Wrzesień 2016 roku. Andrzej Bart, ówczesny dyrektor artystyczny Teatru Nowego w Łodzi, podczas rozmowy o marzeniach teatralnych rzuca nagle od niechcenia: „A może «Lolita»?”. „Tak!”. „To może zrób sam adaptację”. „Jasne”. Wracam do Warszawy i łapczywie rzucam się po latach na książkę, która nie jest niewinna. Nie może być. Podświadomie też czuję, że tłumaczenie Tomasza Kłobukowskiego („Lolito, światłości mojego życia, ogniu moich lędźwi. Grzechu mój, moja duszo. Lo-li-to: koniuszek języka robi trzy kroki po podniebieniu, przy trzecim stuka w zęby. Lo. Li. To.”) zaprowadzi mnie inaczej – dla mnie: lepiej i tam, gdzie chcę – niż Roberta Stillera („Lolito, światło mego życia, płomieniu mych lędźwi. Mój grzechu, moja duszo. Lo-li-ta: czubek języka schodzący w trzech stąpnięciach wzdłuż podniebienia, aby na trzy trącić o zęby. Lo. Li. Ta.”). Choć to tylko podświadomość.
***
Grudzień 2016 roku. Kiedy czytam z zaprzyjaźnionymi aktorami u Marii Maj adaptację „Lolity”, wiem już, że nigdy z niej w teatrze nie skorzystam. Okazuje się, że nie istnieje żadna możliwość, by w teatrze wystawić powieść Vladimira Nabokova (z 1955 roku) w innej wersji niż ta, którą w 1979 roku ułożył amerykański dramaturg Edwarda Albee (autor m.in. „Kto się boi Virginii Woolf”) – na dodatek dokładnie w tej postaci, w jakiej została napisana, słowo po słowie i pod warunkiem niedopisywania innych słów. To dziś, choć może nie tylko dziś, duże ograniczenie. Ale przecież rzecz tyczy właśnie przekraczania granic. Poza tym, jako człowiek muzyki, wiem, czym jest i co znaczy słowo: partytura. I jeśli decyduję się na zagranie koncertu Beethovena, to nie narzekam, że nie gram Mozarta.

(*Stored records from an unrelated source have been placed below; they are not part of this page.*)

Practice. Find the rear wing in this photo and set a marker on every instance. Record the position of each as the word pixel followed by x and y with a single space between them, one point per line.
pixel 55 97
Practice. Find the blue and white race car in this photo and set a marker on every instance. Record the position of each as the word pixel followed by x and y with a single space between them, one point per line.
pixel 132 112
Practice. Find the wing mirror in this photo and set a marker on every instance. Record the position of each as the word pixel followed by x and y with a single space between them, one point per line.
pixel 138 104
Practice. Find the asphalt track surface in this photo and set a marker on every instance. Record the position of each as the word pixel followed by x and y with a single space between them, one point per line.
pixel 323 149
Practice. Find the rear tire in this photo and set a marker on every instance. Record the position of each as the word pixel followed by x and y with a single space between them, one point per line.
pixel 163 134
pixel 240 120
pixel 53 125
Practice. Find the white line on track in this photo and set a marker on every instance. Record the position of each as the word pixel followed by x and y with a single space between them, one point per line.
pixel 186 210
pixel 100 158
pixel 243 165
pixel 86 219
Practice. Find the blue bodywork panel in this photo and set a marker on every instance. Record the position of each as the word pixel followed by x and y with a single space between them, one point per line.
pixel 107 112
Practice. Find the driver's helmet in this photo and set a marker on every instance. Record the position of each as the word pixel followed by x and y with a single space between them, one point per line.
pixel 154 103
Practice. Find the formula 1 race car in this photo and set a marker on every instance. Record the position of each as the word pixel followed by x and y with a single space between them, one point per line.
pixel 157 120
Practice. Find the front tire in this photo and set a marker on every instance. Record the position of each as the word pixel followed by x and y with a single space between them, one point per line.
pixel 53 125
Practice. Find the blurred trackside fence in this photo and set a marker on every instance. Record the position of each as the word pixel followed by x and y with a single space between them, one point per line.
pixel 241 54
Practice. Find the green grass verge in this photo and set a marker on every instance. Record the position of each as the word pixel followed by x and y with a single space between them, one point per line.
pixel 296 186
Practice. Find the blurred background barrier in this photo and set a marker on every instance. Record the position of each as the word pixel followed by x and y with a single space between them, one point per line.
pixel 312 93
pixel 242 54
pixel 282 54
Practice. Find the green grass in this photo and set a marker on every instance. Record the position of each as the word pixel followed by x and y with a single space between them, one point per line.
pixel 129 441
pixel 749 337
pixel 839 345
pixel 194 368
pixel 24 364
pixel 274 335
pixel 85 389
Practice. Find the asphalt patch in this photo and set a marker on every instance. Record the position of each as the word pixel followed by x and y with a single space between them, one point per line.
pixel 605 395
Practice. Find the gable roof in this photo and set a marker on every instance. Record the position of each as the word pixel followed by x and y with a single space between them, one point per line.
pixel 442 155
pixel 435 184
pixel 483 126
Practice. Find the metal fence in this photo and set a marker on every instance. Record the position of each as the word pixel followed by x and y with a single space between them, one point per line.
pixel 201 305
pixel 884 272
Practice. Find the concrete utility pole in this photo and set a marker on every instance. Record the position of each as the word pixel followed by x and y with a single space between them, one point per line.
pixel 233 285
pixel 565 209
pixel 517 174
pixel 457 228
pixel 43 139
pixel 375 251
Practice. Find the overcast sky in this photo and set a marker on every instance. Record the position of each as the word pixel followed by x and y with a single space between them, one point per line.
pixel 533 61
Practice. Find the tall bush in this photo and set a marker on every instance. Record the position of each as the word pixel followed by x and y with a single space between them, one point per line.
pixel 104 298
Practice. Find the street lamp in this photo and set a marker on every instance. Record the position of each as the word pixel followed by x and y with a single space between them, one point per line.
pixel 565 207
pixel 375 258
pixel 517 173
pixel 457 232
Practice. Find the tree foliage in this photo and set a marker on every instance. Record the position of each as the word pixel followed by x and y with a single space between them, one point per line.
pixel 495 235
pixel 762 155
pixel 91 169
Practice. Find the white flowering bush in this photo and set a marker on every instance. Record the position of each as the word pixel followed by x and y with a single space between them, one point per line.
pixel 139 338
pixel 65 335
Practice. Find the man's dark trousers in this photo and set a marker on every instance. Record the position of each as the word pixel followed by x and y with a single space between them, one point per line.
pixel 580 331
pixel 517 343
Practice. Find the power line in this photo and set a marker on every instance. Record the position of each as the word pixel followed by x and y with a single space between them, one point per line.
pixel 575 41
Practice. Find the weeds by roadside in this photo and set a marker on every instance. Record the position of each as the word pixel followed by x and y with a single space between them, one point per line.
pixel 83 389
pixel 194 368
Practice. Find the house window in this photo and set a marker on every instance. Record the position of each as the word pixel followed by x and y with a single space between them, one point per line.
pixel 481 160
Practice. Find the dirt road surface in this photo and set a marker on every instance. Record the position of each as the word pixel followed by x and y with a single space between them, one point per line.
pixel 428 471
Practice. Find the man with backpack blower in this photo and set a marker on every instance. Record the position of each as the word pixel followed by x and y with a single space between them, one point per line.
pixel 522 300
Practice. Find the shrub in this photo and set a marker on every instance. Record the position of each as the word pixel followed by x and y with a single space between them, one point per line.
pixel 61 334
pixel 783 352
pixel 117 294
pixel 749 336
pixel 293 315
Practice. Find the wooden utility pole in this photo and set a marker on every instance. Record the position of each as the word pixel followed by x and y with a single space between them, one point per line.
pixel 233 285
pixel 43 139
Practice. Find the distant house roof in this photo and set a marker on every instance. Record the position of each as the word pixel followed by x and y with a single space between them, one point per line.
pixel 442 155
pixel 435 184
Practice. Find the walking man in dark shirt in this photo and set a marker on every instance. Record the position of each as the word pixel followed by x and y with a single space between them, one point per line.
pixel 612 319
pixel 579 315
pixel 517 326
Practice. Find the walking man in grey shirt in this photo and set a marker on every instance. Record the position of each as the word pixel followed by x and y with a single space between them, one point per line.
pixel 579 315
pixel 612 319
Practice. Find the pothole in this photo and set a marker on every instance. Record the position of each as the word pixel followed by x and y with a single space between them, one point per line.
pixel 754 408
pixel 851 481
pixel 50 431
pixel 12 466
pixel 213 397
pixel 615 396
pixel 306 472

I wiem – także dzięki kilku intensywnym miesiącom spędzonym nad własną wersją oraz dzięki wysłaniu jej do interpretacji przez przyjaciół – że ten czas nie był stracony. Że dokładne rozpoznanie wątków, postaci, problemów, słów, zdarzeń z powieści Nabokova może tylko nasycić to, co zrobił z tego Albee, odśrodkową organiczną intencją. Dlatego przystałem na drugą propozycję Andrzeja Barta, by przetłumaczyć adaptację-sztukę Albee’ego. By już w tłumaczeniu, które musiało przejść przez proceduralne sito (i zostało przez Amerykanów zatwierdzone), przesuwać granice słów i zdarzeń, na ile się da, w kierunku własnego teatru, którego częściami składowymi są dmuchana i lekka jak balony scenografia Natalii Kitamikado, utrzymane w czarno-białych kolorach kostiumy Aleksandry Gąsior, światła Katarzyny Łuszczyk, podprogowa muzyka Mikołaja Trzaski, wyprowadzona z niej (albo przeciwko niej) choreografia Heleny Ganjalyan, wreszcie działające na zmysły i fantazje fotografie Jacka Poremby.
***
I wtedy przyszło pytanie najważniejsze: kto może zagrać Lolitę? (Nabokov uważał, że jeśli w kinie reżyser chce mieć małe dziecko jako Lolitę, niech weźmie karlicę. Sue Lyon grająca Lolitę w wersji Stanleya Kubricka z 1962 roku – według scenariusza Nabokova, miała wówczas 15 lat; Dominique Swain z filmu Adriana Lyne’a z 1997 roku miała lat 16. Czytałem jeszcze gdzieś, że w teatralnej wersji „Demona ziemi” Wedekinda w Teatrze Dramatycznym w Warszawie Lulu zagrała prawie pięćdziesięcioletnia Kalina Jędrusik.) Po głowie chodziły rozmaite twarze, energie, rozwiązania. Wreszcie powstał pomysł: zróbmy casting. Odważny, promocyjnie nośny, ale… W rozesłanej do szkół teatralnych, agencji czy prywatnymi kanałami informacji znalazła się prośba o przesłanie do teatru krótkiego filmu z odpowiedzią na pytanie: „Dlaczego chcę zagrać Lolitę?”.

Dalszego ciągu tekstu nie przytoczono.